Hi there -
How can I recover account information in cases where the user installs the game, authenticates anonymously at first and using Facebook later, deletes the app, and then installs it again and repeats the same process? If I use ForceCreate == true for LinkFacebookAccountRequest, that just creates a duplicate account with none of the information carried over; if I leave it to false, then I encounter error 1011. Detailed steps below - what do I do?
With ForceCreate == true
Steps:
With ForceCreate == false
Steps:
Answer by Brendan · Sep 04, 2017 at 03:20 AM
The key point is that if you create an account (CreateAccount = true in the login call), that's a distinct account. It's important to have your FTUE guide the player to the correct login. Have a look at our login best practices guide, to get started with that: https://api.playfab.com/docs/tutorials/landing-players/best-login. The key is to make sure to offer the opportunity to get to their existing account, if they have one, from the start. There will still be players who won't read anything you put in front of them, and wind up with multiple accounts. For those players, you either leave the account separate, or else offer to merge some part of account A to account B, by signing the player into the first one, reading the details you need, then signing into the second and writing them there.
Hi @Brendan -
This worked swimmingly, as usual!
Another question, and slightly off-topic - the game I'm working on is an incremental game, which means that some values can go up to 1e308 (I have to use doubles to handle them within the game).

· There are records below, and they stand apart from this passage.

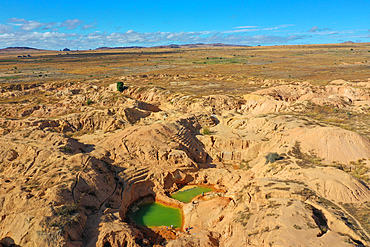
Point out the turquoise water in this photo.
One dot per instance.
(188, 195)
(156, 214)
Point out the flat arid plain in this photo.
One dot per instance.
(279, 134)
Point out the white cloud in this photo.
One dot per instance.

Since one of the main benefits of linking accounts is the ability to restore data when switching devices or what not, it would be useful to store this data in the cloud - however, I'm not sure if there are limits as to the size of things that can be stored (e.g., another service I worked with ignored everything that was greater than a long).

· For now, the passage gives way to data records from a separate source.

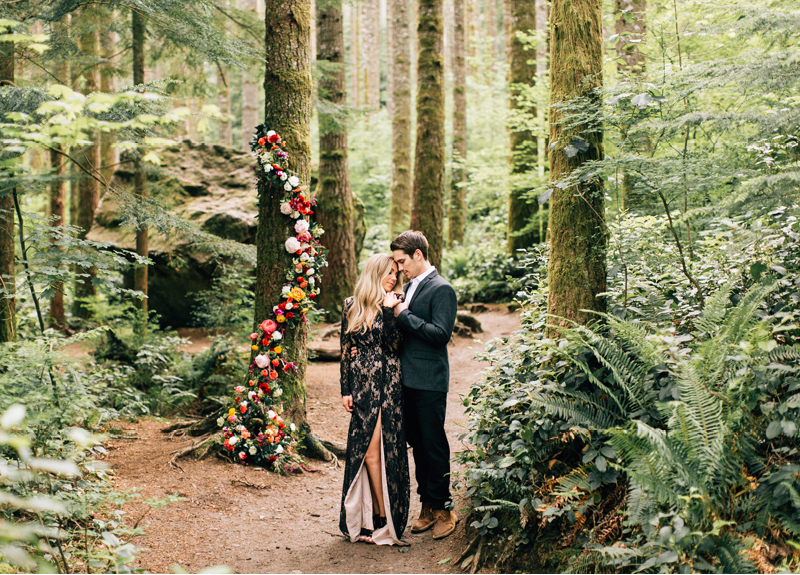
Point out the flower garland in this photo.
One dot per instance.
(254, 431)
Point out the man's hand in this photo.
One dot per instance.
(399, 308)
(347, 402)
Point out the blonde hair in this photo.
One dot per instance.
(369, 293)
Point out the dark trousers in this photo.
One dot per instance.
(424, 423)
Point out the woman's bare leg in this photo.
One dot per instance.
(374, 469)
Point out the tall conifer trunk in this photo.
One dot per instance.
(427, 212)
(400, 64)
(458, 191)
(7, 286)
(524, 145)
(334, 196)
(250, 90)
(139, 182)
(88, 187)
(287, 82)
(576, 270)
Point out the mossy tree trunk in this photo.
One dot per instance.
(400, 63)
(139, 181)
(88, 157)
(427, 211)
(524, 144)
(287, 84)
(577, 266)
(335, 198)
(7, 286)
(630, 27)
(458, 192)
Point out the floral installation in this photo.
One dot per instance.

What, if any, are PlayFab's limits and, if they're less than 1e308, is there a workaround?
Cheers,
George
Well, for compatibility across all the SDKs we support, statistics are 32-bit, so you wouldn't be able to have a leaderboard that has those numbers at full fidelity. We have quite a few clicker games on the platform - in general, they store the player's values in player data, updating the backend on a timer so that the player scores are updated in the service every minute or so (with the occasional extra save when key things occur in-game). A double-precision value (up to 1.8 * 10^308) only needs 64 bits, and even if you use some of the specialized large math libraries, values generally aren't that long. Player data values are measures in thousands of bytes, minimally - so there's plenty of room to work with.